Is Shingles Contagious?
Many people want to know if shingles is contagious. A person with shingles cannot transmit shingles to another person. However, a person with shingles can pass on the varicella-zoster virus to others, and this could cause chickenpox in someone who has never had chickenpox or the chickenpox vaccine.
Many people wonder, "Is shingles contagious?" The answer is no. Therefore, a person who comes in contact with an infected person will not develop shingles. However, although shingles is not contagious, contact with a person with shingles can cause chickenpox in someone who has never had chickenpox or the chickenpox vaccine.
As early as 1909, a German scientist suspected that the viruses causing chickenpox and shingles were one and the same. In the 1920s and 1930s, the case was strengthened. As part of an experiment, children were inoculated with fluid from the lesions of patients with shingles. Within two weeks, about half the children came down with chickenpox. Finally, in 1958, detailed analyses of the viruses taken from patients with either chickenpox or shingles confirmed that the viruses were identical. The virus that causes shingles and chickenpox is known as the varicella-zoster virus.
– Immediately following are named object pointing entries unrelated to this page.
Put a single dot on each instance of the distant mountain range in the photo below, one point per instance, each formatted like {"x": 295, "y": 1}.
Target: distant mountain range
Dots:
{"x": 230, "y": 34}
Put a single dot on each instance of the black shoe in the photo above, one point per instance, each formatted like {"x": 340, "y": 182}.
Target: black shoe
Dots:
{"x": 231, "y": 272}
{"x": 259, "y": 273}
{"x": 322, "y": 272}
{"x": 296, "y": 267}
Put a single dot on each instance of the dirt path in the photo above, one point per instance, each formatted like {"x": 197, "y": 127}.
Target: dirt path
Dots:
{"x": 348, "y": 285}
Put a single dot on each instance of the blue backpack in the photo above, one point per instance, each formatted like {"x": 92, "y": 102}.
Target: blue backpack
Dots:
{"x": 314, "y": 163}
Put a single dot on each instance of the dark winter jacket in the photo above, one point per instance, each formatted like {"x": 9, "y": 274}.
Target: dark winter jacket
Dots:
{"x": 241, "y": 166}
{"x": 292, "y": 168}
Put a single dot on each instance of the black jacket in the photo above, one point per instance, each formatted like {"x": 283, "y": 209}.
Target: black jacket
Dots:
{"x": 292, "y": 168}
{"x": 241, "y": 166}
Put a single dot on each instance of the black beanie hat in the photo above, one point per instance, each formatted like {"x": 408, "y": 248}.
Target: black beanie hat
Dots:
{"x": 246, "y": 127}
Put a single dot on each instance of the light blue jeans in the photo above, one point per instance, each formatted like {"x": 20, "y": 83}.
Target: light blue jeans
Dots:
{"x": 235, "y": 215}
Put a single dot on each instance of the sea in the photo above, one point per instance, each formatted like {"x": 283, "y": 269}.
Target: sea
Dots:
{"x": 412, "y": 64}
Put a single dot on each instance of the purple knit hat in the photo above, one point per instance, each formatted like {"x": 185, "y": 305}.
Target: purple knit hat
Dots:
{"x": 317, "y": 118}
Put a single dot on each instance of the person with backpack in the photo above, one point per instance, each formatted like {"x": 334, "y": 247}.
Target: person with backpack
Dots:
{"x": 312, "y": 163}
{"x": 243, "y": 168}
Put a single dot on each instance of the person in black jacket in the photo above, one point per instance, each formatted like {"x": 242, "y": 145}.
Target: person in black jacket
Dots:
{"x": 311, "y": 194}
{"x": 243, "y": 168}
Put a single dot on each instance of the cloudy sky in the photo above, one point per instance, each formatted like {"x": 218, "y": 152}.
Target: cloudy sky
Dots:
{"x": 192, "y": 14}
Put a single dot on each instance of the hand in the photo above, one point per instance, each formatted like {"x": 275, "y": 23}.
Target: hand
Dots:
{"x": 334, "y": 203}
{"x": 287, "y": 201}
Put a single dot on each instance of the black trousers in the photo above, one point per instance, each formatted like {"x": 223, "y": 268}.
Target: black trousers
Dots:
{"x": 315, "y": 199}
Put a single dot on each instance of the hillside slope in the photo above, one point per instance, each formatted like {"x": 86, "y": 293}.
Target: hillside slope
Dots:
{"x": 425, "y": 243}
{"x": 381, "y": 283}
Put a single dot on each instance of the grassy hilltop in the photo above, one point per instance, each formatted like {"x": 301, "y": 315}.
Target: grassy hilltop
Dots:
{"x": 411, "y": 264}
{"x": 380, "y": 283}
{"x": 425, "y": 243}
Based on these studies, it was shown that a person with shingles (also known as herpes zoster) can pass the varicella-zoster virus to others, but these individuals would develop chickenpox instead of shingles. Therefore, a person with shingles cannot transmit shingles to another person. In other words, in order for a person to develop shingles, he or she must already harbor the chickenpox virus in the nervous system. When this virus becomes active again, the individual will develop shingles.